I’m not a big fan of plastic recycling, because it just gives the impression that something is getting better, but it doesn’t make much difference. Where I live, we can’t recycle glass (awful, I know) and it’s hard to get things in glass anyway. Everything…literally everything…is wrapped in layers of plastic that won’t be recycled, or even if they are they won’t solve any real problem. When I was in Germany a couple of years ago, everything was in reusable glass, and the water bottles in our room were sterilized and refilled, and a new, full bottle every day. No significant waste, unless we happened to smash the bottle against the door in a fit of fury at being forced to be less environmentally destructive (I did not; I don’t think anyone else did, either, but I can’t swear to it).
Our city made plastic recycling incredibly easy. All you have to do is pitch in any piece of plastic with a triangle on it. They will sort later…we don’t even have to think about it anymore. Recycling has not increased with the newer, easier method. In fact, we’ve seen a decrease in recycling in recent years. (But we are a red state – that could be a protest against the so-called “Deep State”, which would be ironic since our recycling center is 100% privately owned and the owners make a profit – which is why we don’t recycle glass, because there is no profit in a country that only wants plastic. My wine bottles have to be saved to haul to another town somewhere when I happen to be going there).
Millions and millions of people endure endless hours of “traffic” daily – endlessly sucking each others exhaust fumes – it can’t only be that they are happy to escape dealing with their “families” or delay dealing with their “co-workers”
Soon someone will verify the link between carbon monoxide addiction and counter-productive behaviour.

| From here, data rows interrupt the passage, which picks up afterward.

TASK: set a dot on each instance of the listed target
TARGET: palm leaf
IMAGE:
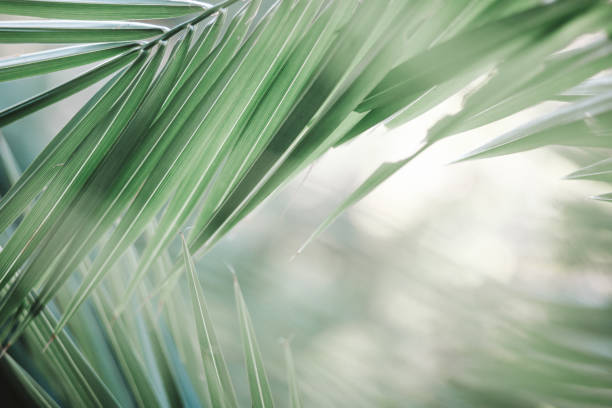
(101, 9)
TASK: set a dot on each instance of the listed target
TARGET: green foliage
(199, 121)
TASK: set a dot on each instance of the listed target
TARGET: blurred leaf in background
(126, 123)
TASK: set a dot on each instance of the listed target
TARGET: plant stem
(174, 30)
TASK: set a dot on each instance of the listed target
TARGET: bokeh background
(487, 280)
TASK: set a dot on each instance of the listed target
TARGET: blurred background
(477, 284)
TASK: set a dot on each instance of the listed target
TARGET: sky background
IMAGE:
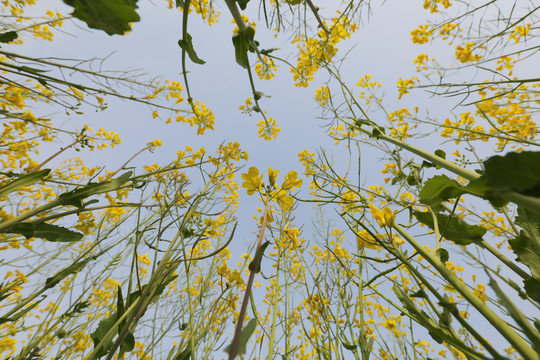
(381, 47)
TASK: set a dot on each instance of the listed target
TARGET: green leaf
(267, 51)
(527, 244)
(351, 347)
(441, 188)
(104, 326)
(453, 228)
(242, 4)
(515, 171)
(245, 334)
(532, 287)
(76, 196)
(8, 36)
(241, 43)
(44, 231)
(111, 16)
(184, 355)
(442, 254)
(23, 180)
(128, 343)
(420, 316)
(255, 265)
(420, 293)
(62, 274)
(187, 45)
(440, 153)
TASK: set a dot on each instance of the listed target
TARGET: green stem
(506, 331)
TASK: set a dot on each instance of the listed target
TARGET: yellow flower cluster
(421, 34)
(519, 32)
(268, 130)
(404, 85)
(267, 69)
(318, 50)
(465, 54)
(433, 5)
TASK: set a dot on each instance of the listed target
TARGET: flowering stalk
(472, 299)
(236, 340)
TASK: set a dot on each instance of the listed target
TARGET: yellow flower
(252, 180)
(285, 201)
(272, 174)
(291, 181)
(384, 218)
(365, 240)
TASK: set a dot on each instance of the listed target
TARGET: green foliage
(22, 180)
(515, 171)
(111, 16)
(452, 227)
(241, 43)
(62, 274)
(187, 46)
(246, 333)
(76, 196)
(255, 265)
(8, 36)
(49, 232)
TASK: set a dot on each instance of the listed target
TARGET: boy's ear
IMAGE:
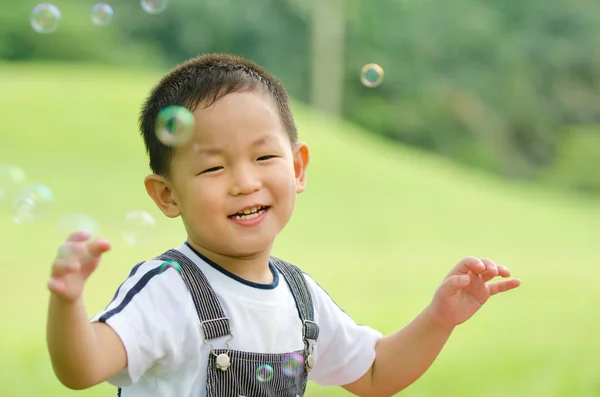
(161, 191)
(301, 158)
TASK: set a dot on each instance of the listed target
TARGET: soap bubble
(371, 75)
(45, 18)
(175, 126)
(138, 227)
(264, 373)
(293, 364)
(154, 6)
(166, 265)
(102, 14)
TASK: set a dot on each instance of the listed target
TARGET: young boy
(228, 319)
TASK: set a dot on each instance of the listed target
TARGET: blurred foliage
(487, 83)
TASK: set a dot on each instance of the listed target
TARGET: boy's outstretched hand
(77, 258)
(465, 289)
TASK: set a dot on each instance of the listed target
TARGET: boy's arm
(403, 357)
(83, 354)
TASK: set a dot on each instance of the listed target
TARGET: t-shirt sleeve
(345, 350)
(146, 313)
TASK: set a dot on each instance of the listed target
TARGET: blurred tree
(487, 83)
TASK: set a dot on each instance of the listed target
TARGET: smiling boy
(234, 320)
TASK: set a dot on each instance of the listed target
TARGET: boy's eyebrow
(215, 151)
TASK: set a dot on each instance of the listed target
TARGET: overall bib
(233, 373)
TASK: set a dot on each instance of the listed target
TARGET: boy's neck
(253, 268)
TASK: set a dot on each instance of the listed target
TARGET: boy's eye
(213, 169)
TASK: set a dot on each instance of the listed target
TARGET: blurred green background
(483, 139)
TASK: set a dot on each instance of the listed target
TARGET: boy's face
(239, 159)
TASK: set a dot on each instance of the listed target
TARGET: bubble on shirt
(138, 227)
(154, 6)
(175, 126)
(293, 364)
(102, 14)
(264, 373)
(166, 265)
(45, 18)
(371, 75)
(12, 179)
(76, 222)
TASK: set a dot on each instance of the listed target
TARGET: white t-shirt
(154, 315)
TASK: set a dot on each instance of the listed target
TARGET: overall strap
(213, 321)
(295, 278)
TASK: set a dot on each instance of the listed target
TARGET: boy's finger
(64, 266)
(56, 286)
(503, 271)
(470, 264)
(98, 247)
(491, 270)
(79, 236)
(453, 284)
(503, 286)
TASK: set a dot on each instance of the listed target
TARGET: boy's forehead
(254, 113)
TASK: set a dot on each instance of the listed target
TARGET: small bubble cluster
(33, 202)
(371, 75)
(175, 126)
(264, 373)
(293, 364)
(45, 18)
(102, 14)
(154, 6)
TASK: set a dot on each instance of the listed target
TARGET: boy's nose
(245, 181)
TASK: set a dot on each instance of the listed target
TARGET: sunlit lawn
(378, 227)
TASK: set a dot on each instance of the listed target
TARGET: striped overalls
(234, 373)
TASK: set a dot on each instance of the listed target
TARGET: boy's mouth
(249, 213)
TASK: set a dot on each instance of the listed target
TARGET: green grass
(379, 226)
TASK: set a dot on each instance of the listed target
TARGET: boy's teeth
(250, 214)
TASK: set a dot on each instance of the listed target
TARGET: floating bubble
(154, 6)
(71, 223)
(24, 210)
(138, 227)
(102, 14)
(41, 195)
(45, 18)
(12, 179)
(264, 373)
(166, 265)
(175, 126)
(371, 75)
(293, 364)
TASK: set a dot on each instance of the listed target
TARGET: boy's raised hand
(76, 259)
(465, 289)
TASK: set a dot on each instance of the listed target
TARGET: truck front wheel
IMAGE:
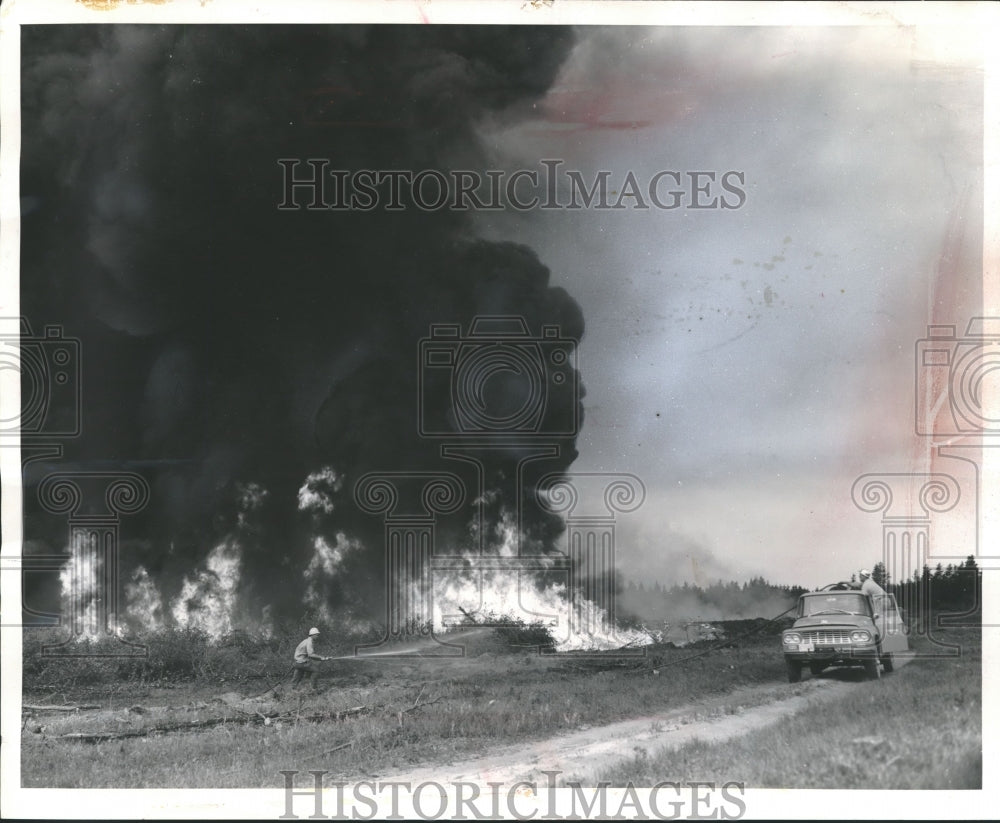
(872, 669)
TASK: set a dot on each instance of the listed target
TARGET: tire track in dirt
(583, 753)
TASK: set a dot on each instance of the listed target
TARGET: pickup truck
(838, 626)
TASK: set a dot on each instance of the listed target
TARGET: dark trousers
(307, 671)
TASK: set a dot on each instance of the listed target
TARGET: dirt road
(579, 755)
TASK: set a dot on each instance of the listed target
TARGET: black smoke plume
(225, 343)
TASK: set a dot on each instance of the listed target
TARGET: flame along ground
(208, 600)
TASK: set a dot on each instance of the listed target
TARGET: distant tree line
(754, 598)
(952, 588)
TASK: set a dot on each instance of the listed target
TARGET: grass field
(919, 728)
(420, 711)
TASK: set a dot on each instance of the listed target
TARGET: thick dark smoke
(225, 343)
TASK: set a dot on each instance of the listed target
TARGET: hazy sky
(749, 364)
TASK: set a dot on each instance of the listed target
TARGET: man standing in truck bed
(869, 586)
(304, 665)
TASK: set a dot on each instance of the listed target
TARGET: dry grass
(479, 702)
(919, 728)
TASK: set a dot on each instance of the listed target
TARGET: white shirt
(872, 588)
(304, 651)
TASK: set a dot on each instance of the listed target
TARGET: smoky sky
(224, 342)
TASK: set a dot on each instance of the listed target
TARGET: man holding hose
(304, 665)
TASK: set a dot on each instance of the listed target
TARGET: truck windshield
(834, 603)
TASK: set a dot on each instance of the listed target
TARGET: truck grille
(827, 638)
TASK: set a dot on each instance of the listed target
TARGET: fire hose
(714, 647)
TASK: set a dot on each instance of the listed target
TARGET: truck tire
(872, 669)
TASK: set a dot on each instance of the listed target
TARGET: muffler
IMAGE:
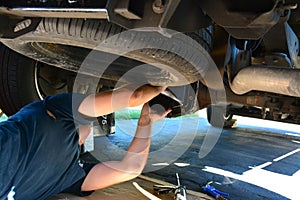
(268, 79)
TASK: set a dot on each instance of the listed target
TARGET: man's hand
(149, 115)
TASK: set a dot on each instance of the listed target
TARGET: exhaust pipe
(268, 79)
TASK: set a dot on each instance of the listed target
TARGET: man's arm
(109, 173)
(108, 102)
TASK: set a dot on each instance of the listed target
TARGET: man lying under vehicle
(40, 144)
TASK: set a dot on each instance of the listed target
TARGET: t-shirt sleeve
(65, 107)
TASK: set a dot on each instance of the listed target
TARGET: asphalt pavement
(255, 160)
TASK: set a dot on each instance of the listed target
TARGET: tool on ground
(145, 192)
(214, 192)
(179, 190)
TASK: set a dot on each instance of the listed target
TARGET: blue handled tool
(214, 192)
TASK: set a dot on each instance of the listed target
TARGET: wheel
(24, 80)
(66, 43)
(221, 118)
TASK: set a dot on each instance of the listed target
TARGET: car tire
(17, 86)
(66, 42)
(21, 84)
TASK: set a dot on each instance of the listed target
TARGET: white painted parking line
(296, 141)
(286, 155)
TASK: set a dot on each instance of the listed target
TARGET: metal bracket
(14, 27)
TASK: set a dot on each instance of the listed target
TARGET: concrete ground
(256, 160)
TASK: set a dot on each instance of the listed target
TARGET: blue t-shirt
(39, 154)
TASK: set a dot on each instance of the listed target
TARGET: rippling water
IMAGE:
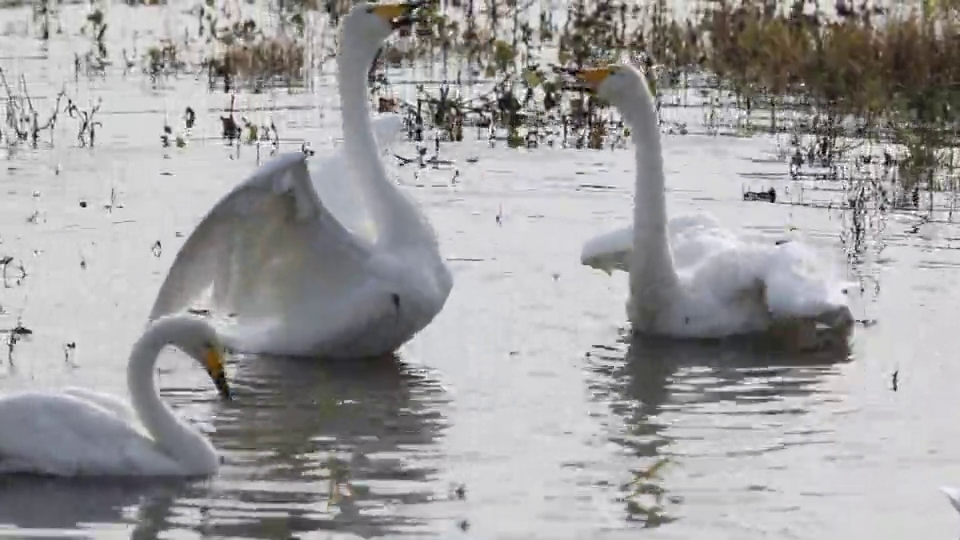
(523, 411)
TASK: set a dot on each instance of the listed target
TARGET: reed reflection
(686, 400)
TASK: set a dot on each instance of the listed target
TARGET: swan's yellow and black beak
(593, 77)
(214, 364)
(398, 14)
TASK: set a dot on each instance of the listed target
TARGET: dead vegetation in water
(859, 95)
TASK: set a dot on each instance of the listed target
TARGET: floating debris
(770, 195)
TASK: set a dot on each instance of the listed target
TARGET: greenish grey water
(523, 411)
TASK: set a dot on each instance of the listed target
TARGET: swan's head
(198, 338)
(620, 84)
(375, 22)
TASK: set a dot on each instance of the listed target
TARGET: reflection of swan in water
(379, 418)
(709, 405)
(28, 502)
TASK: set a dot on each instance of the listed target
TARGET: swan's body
(690, 278)
(78, 432)
(327, 259)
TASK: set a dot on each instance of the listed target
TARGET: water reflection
(696, 401)
(29, 502)
(292, 424)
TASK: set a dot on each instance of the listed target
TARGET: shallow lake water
(524, 410)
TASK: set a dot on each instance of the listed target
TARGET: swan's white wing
(609, 251)
(108, 402)
(235, 240)
(58, 434)
(953, 494)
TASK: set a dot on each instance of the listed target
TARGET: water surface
(524, 411)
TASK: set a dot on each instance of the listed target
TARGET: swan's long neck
(397, 219)
(177, 440)
(653, 278)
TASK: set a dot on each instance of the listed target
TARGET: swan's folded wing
(109, 403)
(386, 127)
(278, 196)
(609, 251)
(798, 285)
(63, 435)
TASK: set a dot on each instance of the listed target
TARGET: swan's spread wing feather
(232, 243)
(63, 435)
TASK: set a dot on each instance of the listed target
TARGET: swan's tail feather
(953, 494)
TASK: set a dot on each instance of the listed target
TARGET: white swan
(78, 432)
(690, 278)
(331, 260)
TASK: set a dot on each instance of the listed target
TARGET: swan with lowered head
(326, 260)
(78, 432)
(690, 278)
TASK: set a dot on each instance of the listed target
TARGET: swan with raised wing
(689, 277)
(323, 259)
(79, 432)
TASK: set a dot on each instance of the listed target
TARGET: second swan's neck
(180, 442)
(396, 217)
(653, 278)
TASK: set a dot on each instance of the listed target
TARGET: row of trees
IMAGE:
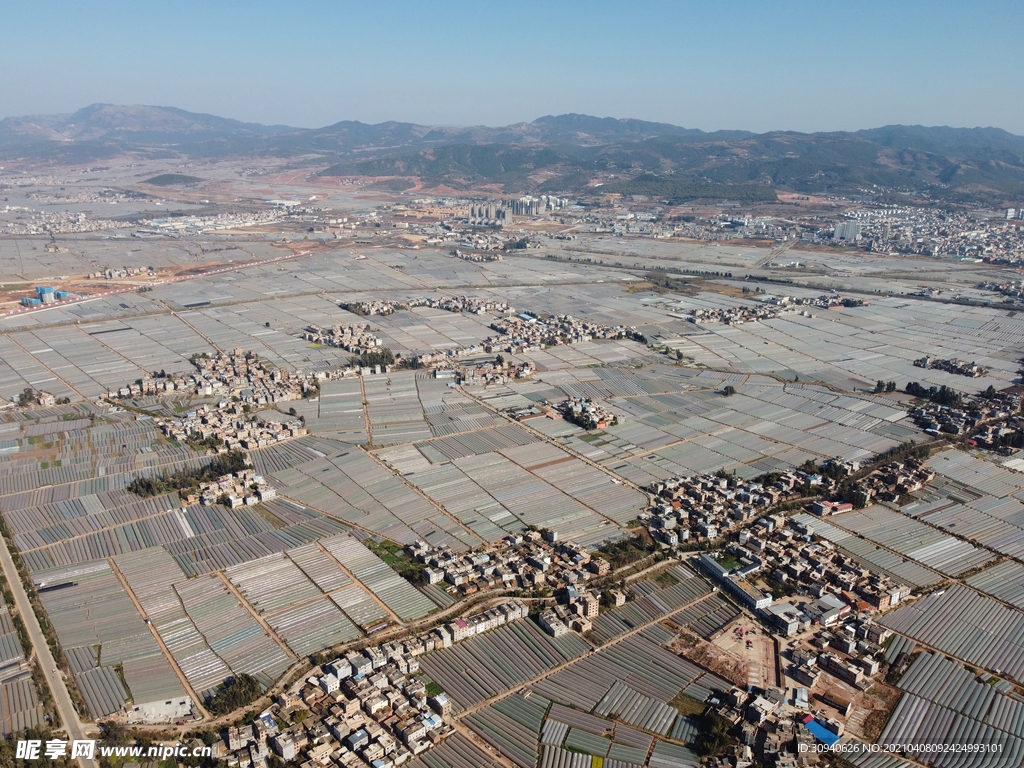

I agree entirely and we should all be doing much, much more. But the particular despair I was talking about here is the one about people not even bothering to do things that take no thought or effort and indeed getting angry when someone suggests they should. Doing the simple things won’t solve the environmental crisis, but it can help to change attitudes. Recycling needs to be the first step and – as you say – we need to make better choices about packaging where we can. In the UK, we’ve started to see water being packaged in paper containers and there’s a return in some places to glass bottles for milk. It’s nowhere near enough, but there is evidence that attitudes are changing. Far too slowly, of course. Supermarkets sell vegetables with no packaging, but the vast majority of people choose the ones wrapped in plastic. Why? Buggered if I know. For some reason it’s a thing here to sell three capsicum peppers wrapped together in plastic. The shelf RIGHT NEXT to these wrapped peppers has unwrapped ones. They are exactly the same. But just about everyone reaches for the wrapped ones, apparently without thinking. There’s always a cheese counter where you can get exactly the bit of cheese you want, wrapped in paper. Or you can get a piece that’s too big or small, wrapped in plastic from the aisle. Guess which one everyone goes for.
When I lived in Germany about ten years ago, recycling facilities were excellent and ubiquitous. The UK hasn’t caught up even yet, although in my area, the recycling is pretty good. It varies wildly from place to place. When we were in Keswick, in the Lake District, recently, there didn’t seem to be any recycling at all. We had to bring ours home with us.
The thing is that if you actually do go out of your way to do more than you have to, it feels good. It makes you want to do more. You don’t have to contort your life too badly to make an increasing difference, small though it is. I mean, for fucks sake, shower with a friend, where’s the downside?